For the past few decades, funding problems, along with an aging building, put the museum in jeopardy. At one point, the museum was forced to crowdfund money to repair the termite-damaged base of one of its grandest mounted dinosaurs fossils. In addition, the museum building had no sprinkler system, which put the building and all of its exhibits at risk of fire.
“This was an announced tragedy that is the result of years of budget cuts,” said historian Ana Lucia Araujo on Twitter. “Other tragedies like this can happen any time in numerous museums, libraries, and archives in Brazil.”
Most of the exhibits are thought to have been destroyed; one of the few items likely to survive is a meteorite found in 1784. and a library of 500,000 books – including works dating back to the days of the Portuguese empire – which was kept in a separate annex, according to The Guardian. Some of the pieces that never made it out include: a 12,000-year-old human skull, named ‘Luzia,’ one of the oldest human fossils ever discovered in the Americas, a collection of 5 million butterflies and other insects—some of which are likely extinct.

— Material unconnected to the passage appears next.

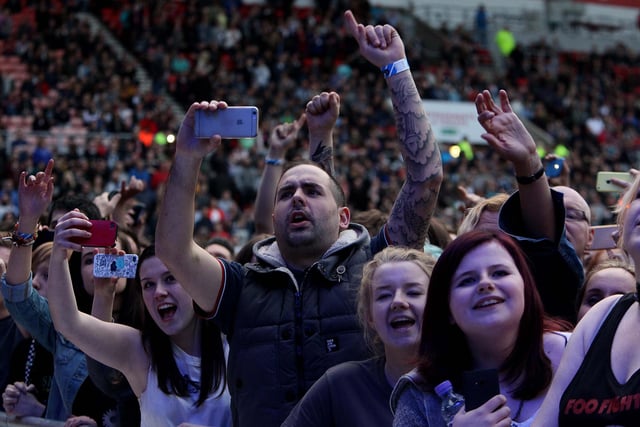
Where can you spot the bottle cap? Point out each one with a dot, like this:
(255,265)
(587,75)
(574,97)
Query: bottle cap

“This catastrophe… is like a lobotomy in Brazilian memory,” said presidential candidate Marina Silva. The Globo newspaper wrote in an editorial published Tuesday: “The size of the catastrophe is vast: It struck the national memory, through the loss of the important historical collection; it affected the sciences, interrupting research; and it represents a cultural loss impossible to quantify. We only know that it is enormous.”
On Monday, several hundred protesters gathered at the museum’s gates, calling for authorities to reveal the extent of the damage and promise to rebuild. According to the Associated Press’ Peter Prengaman and Sarah DiLorenzo, when the protesters attempted to see the damage, police held them back using pepper spray, tear gas and batons.
The institution had recently secured approval for nearly $5 million for a planned renovation, including an upgrade of the fire-prevention system, but the money had not yet been disbursed. Officials have now begun talking about reconstructing the museum, while students have asked people to email them with photos of the collections, in the hopes of recovering whatever information they can. But these measures will do little to replace the irreplaceable.
The national development bank announced Tuesday that it would make $6 million available for museums looking to upgrade their security or fire-prevention plans. UNESCO, the U.N.’s cultural agency, had offered financial and technical assistance. French and Egyptian officials also have offered help.